Ce voyage fut très formateur : « Son traité sur la navigation publié en 1632, le « Traitté de la marine », souligne également un apprentissage par observation de la pratique plutôt qu'académique. Il montre peu de connaissances des principes mathématiques de la navigation et de topométrie, mais il utilise les procédures élémentaires de navigation et d'arpentage. Comme il ne cite que des textes espagnols et n'utilise que la lieue marine espagnole, c'est probablement à bord du vaisseau de son oncle qu'il accumula ses connaissances en navigation et cartographie. »

À son retour en France, il présente ses observations compilées dans le « Brief Discours » à la cour du roi. Il ne reprend pas un carnet de voyage, fait d'un journal tenu au jour le jour et de cartes crayonnées sur le terrain, car un tel document aurait pu être facilement découvert par ses compagnons espagnols et il aurait alors couru le risque d'une arrestation pour espionnage.

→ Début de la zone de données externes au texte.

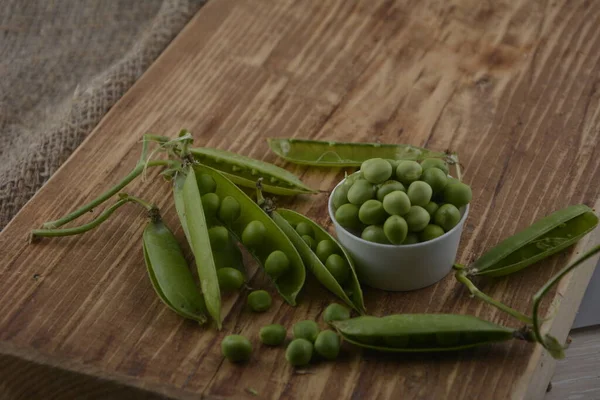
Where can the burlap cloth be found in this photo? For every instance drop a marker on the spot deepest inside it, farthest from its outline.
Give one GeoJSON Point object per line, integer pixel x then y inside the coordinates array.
{"type": "Point", "coordinates": [63, 64]}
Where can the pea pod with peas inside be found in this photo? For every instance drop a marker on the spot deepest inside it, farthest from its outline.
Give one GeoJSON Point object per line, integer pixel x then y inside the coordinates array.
{"type": "Point", "coordinates": [326, 250]}
{"type": "Point", "coordinates": [245, 171]}
{"type": "Point", "coordinates": [344, 154]}
{"type": "Point", "coordinates": [251, 226]}
{"type": "Point", "coordinates": [424, 332]}
{"type": "Point", "coordinates": [545, 237]}
{"type": "Point", "coordinates": [169, 273]}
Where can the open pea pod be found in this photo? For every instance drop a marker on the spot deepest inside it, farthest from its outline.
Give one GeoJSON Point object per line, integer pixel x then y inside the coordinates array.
{"type": "Point", "coordinates": [288, 284]}
{"type": "Point", "coordinates": [343, 154]}
{"type": "Point", "coordinates": [351, 293]}
{"type": "Point", "coordinates": [545, 237]}
{"type": "Point", "coordinates": [423, 332]}
{"type": "Point", "coordinates": [169, 273]}
{"type": "Point", "coordinates": [245, 171]}
{"type": "Point", "coordinates": [194, 221]}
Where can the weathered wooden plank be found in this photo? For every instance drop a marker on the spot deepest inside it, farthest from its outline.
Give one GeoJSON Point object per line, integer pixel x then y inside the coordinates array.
{"type": "Point", "coordinates": [511, 86]}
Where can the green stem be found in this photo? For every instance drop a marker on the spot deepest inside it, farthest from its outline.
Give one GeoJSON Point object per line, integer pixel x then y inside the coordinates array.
{"type": "Point", "coordinates": [537, 299]}
{"type": "Point", "coordinates": [137, 171]}
{"type": "Point", "coordinates": [460, 276]}
{"type": "Point", "coordinates": [80, 229]}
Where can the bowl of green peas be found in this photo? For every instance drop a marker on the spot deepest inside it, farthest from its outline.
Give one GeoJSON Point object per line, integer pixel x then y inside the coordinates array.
{"type": "Point", "coordinates": [401, 221]}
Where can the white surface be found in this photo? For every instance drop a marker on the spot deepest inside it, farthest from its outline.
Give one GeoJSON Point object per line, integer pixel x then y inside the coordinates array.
{"type": "Point", "coordinates": [401, 267]}
{"type": "Point", "coordinates": [589, 310]}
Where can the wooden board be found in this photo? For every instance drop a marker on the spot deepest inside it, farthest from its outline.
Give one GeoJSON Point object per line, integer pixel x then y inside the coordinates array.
{"type": "Point", "coordinates": [511, 86]}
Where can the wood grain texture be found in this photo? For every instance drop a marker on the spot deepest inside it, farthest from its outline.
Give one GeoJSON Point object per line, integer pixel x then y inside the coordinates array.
{"type": "Point", "coordinates": [578, 376]}
{"type": "Point", "coordinates": [511, 86]}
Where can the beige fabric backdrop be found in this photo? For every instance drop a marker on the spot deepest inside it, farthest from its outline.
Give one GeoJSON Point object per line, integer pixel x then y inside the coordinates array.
{"type": "Point", "coordinates": [63, 64]}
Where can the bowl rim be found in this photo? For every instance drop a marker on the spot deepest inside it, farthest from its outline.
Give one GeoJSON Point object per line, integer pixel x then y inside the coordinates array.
{"type": "Point", "coordinates": [390, 246]}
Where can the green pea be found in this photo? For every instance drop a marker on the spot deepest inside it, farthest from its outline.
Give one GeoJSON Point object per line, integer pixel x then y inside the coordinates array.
{"type": "Point", "coordinates": [347, 216]}
{"type": "Point", "coordinates": [419, 193]}
{"type": "Point", "coordinates": [325, 248]}
{"type": "Point", "coordinates": [304, 228]}
{"type": "Point", "coordinates": [394, 164]}
{"type": "Point", "coordinates": [327, 344]}
{"type": "Point", "coordinates": [417, 219]}
{"type": "Point", "coordinates": [229, 210]}
{"type": "Point", "coordinates": [374, 233]}
{"type": "Point", "coordinates": [458, 194]}
{"type": "Point", "coordinates": [360, 192]}
{"type": "Point", "coordinates": [371, 212]}
{"type": "Point", "coordinates": [395, 229]}
{"type": "Point", "coordinates": [254, 234]}
{"type": "Point", "coordinates": [447, 339]}
{"type": "Point", "coordinates": [435, 178]}
{"type": "Point", "coordinates": [299, 352]}
{"type": "Point", "coordinates": [206, 183]}
{"type": "Point", "coordinates": [306, 329]}
{"type": "Point", "coordinates": [389, 187]}
{"type": "Point", "coordinates": [277, 264]}
{"type": "Point", "coordinates": [338, 267]}
{"type": "Point", "coordinates": [376, 170]}
{"type": "Point", "coordinates": [447, 216]}
{"type": "Point", "coordinates": [236, 348]}
{"type": "Point", "coordinates": [259, 300]}
{"type": "Point", "coordinates": [397, 342]}
{"type": "Point", "coordinates": [437, 163]}
{"type": "Point", "coordinates": [340, 196]}
{"type": "Point", "coordinates": [430, 232]}
{"type": "Point", "coordinates": [210, 204]}
{"type": "Point", "coordinates": [411, 238]}
{"type": "Point", "coordinates": [272, 335]}
{"type": "Point", "coordinates": [408, 171]}
{"type": "Point", "coordinates": [309, 241]}
{"type": "Point", "coordinates": [230, 279]}
{"type": "Point", "coordinates": [431, 208]}
{"type": "Point", "coordinates": [336, 312]}
{"type": "Point", "coordinates": [219, 238]}
{"type": "Point", "coordinates": [396, 203]}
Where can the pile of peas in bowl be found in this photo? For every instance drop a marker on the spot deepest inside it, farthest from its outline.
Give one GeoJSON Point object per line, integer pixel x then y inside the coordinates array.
{"type": "Point", "coordinates": [400, 202]}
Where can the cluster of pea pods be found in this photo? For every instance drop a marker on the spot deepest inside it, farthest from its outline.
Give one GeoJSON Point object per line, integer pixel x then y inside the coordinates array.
{"type": "Point", "coordinates": [218, 216]}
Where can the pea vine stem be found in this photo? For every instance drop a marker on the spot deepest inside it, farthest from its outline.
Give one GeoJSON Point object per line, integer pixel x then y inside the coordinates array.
{"type": "Point", "coordinates": [461, 276]}
{"type": "Point", "coordinates": [548, 341]}
{"type": "Point", "coordinates": [137, 171]}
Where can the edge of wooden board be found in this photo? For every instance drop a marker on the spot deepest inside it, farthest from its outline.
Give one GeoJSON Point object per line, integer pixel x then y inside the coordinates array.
{"type": "Point", "coordinates": [541, 365]}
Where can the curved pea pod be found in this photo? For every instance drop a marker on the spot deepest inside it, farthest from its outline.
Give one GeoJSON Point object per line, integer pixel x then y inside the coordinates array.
{"type": "Point", "coordinates": [169, 272]}
{"type": "Point", "coordinates": [245, 171]}
{"type": "Point", "coordinates": [342, 154]}
{"type": "Point", "coordinates": [423, 332]}
{"type": "Point", "coordinates": [545, 237]}
{"type": "Point", "coordinates": [288, 285]}
{"type": "Point", "coordinates": [195, 223]}
{"type": "Point", "coordinates": [354, 297]}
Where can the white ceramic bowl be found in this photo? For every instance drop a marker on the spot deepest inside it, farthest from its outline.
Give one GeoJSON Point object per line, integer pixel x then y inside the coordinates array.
{"type": "Point", "coordinates": [401, 267]}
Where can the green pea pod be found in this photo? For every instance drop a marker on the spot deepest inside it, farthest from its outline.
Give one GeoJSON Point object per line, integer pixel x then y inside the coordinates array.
{"type": "Point", "coordinates": [545, 237]}
{"type": "Point", "coordinates": [169, 273]}
{"type": "Point", "coordinates": [288, 285]}
{"type": "Point", "coordinates": [341, 154]}
{"type": "Point", "coordinates": [283, 218]}
{"type": "Point", "coordinates": [245, 171]}
{"type": "Point", "coordinates": [200, 244]}
{"type": "Point", "coordinates": [423, 332]}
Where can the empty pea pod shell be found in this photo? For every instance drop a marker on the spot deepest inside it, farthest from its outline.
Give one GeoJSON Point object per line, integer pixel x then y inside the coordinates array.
{"type": "Point", "coordinates": [422, 332]}
{"type": "Point", "coordinates": [342, 154]}
{"type": "Point", "coordinates": [245, 171]}
{"type": "Point", "coordinates": [169, 273]}
{"type": "Point", "coordinates": [200, 243]}
{"type": "Point", "coordinates": [288, 285]}
{"type": "Point", "coordinates": [354, 299]}
{"type": "Point", "coordinates": [545, 237]}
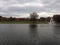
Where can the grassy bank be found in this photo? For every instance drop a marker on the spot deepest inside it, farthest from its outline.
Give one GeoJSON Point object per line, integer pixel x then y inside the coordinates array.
{"type": "Point", "coordinates": [23, 22]}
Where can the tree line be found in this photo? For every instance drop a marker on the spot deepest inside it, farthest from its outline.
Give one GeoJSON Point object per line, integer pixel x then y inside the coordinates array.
{"type": "Point", "coordinates": [33, 17]}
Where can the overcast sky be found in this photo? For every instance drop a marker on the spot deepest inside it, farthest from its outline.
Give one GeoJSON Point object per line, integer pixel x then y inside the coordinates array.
{"type": "Point", "coordinates": [22, 8]}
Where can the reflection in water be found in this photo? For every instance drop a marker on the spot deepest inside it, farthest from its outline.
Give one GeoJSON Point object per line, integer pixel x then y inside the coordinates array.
{"type": "Point", "coordinates": [33, 34]}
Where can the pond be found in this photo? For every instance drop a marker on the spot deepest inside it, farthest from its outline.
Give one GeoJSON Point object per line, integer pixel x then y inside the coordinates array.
{"type": "Point", "coordinates": [29, 34]}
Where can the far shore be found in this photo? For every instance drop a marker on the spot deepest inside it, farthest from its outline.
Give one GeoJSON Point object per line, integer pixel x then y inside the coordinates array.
{"type": "Point", "coordinates": [23, 22]}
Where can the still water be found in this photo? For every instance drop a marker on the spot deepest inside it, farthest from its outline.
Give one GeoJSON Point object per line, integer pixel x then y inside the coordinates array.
{"type": "Point", "coordinates": [29, 34]}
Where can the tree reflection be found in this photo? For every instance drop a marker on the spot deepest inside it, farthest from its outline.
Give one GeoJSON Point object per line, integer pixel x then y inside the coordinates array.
{"type": "Point", "coordinates": [34, 34]}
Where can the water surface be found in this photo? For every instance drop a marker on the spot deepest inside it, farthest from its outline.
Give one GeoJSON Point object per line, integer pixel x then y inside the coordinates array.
{"type": "Point", "coordinates": [29, 34]}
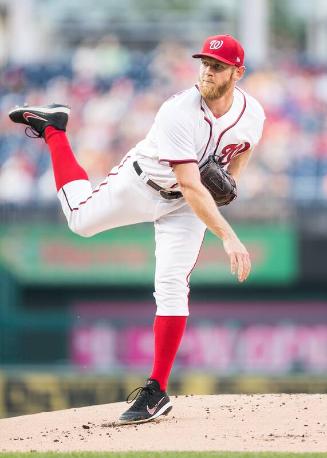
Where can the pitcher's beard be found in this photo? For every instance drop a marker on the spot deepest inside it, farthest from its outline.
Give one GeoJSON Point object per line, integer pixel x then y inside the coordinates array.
{"type": "Point", "coordinates": [212, 92]}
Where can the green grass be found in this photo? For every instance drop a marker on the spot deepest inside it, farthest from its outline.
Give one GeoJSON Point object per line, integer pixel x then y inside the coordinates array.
{"type": "Point", "coordinates": [164, 455]}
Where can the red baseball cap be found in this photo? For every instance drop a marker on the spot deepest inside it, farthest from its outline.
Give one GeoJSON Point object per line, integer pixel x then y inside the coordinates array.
{"type": "Point", "coordinates": [224, 48]}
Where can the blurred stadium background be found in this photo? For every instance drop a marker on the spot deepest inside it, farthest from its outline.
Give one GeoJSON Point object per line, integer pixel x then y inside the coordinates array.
{"type": "Point", "coordinates": [76, 315]}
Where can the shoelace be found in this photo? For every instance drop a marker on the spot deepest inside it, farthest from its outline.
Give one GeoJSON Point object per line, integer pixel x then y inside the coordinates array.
{"type": "Point", "coordinates": [35, 134]}
{"type": "Point", "coordinates": [138, 390]}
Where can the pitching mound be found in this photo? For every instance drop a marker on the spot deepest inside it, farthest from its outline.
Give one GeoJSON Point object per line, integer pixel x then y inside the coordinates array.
{"type": "Point", "coordinates": [268, 422]}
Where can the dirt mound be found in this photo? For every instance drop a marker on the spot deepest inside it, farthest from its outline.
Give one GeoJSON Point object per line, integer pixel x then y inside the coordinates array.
{"type": "Point", "coordinates": [268, 422]}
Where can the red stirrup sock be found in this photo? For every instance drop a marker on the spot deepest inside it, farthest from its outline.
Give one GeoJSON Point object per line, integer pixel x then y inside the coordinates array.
{"type": "Point", "coordinates": [65, 166]}
{"type": "Point", "coordinates": [168, 333]}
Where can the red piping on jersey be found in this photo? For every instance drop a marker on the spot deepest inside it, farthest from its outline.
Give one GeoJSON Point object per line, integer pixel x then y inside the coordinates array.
{"type": "Point", "coordinates": [184, 161]}
{"type": "Point", "coordinates": [232, 125]}
{"type": "Point", "coordinates": [174, 161]}
{"type": "Point", "coordinates": [210, 125]}
{"type": "Point", "coordinates": [96, 190]}
{"type": "Point", "coordinates": [189, 274]}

Il se contente de ses souvenirs, plus ou moins précis, qu'il complète avec des informations recueillies lors de conversations, de lectures et de visites de cabinets de curiosités. La confrontation du Brief Discours avec les archives espagnoles permet de douter que Champlain ait visité en personne tous les lieux décrits, en particulier l'île de la Marguerite, Mexico et l'isthme de Panama.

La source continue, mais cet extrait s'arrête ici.